0one Roleplaying Games’ battlemaps tend to have three styles for every single piece of cartography; full colour, greyscale and wire frames. Skirmish tiles loose the wire frame (simple line drawings) and stick with just the greyscale and colour. The colour tiles are super impressive. They’ll kill your printer though. You need to have a good and economic colour printer to do justice to the potential to the product. The greyscale will churn ink too but at least it’s manageable.
There are 25 tiles here and they’re great ones for having a skirmish on. The “upper level” of a castle is the flat rooftop. You have the parapets and edges of a tower top. If you put four edges together (one with each orientation) you’ll end up with a small tower top in which to fight. There are drawbridge tiles and some “event” tiles too such as wells and coils of chain. I imagine countless parties have battled infinite numbers of invade orcs in arenas like this one.
Oone have gone one step further with this product. In previous Master Accessory PDFs you’ve been able to click on a visual index (thumbnails of each tile) and jump straight to the one you want to print off. You can still do that on this one. You can take one huge step further though. In Skirmish Tiles, Castle System: upper level you have large empty grids. It’s possible to click on any one of the squares in the grid and then on the thumbnail index – this puts a copy of the tile in that place on the grid. Repeat the process and you can build up a castle plan of your own. Accompanying this battlemap grid there’s a reference grid. Write your notes on the reference grid. Then as part of the PDF itself there are compile and print options for the reference grid (do it first) and then the battlegrid. This links the two and you print out the referenced tiles you need to build your newly created castle top.

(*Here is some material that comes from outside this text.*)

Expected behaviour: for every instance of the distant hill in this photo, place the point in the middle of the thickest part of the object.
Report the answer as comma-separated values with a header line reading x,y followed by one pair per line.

This is a great feature. It lets you experiment with your castle design before you print off any ink hungry tiles. It also works as planned in that it easier to orchestrate a fully documented map.
The weakness is in this set of skirmish tiles is shown up by the powerful preview feature. I wanted to design a castle with two sections. It’s not possible. All you can do here is design square or rectangle castles. If you’re willing to settle for an un-parapeted section then I can kinda hack together the castle design (which isn’t so unusual) but I’m not willing make that sacrifice.
This set of skirmish tiles currently goes for less than US$7. I think that’s impressive value – even without the powerful preview and print feature.
I’m a bit disappointed that the castle shape has to be so regular but overall this is a solid product and one for the shopping cart.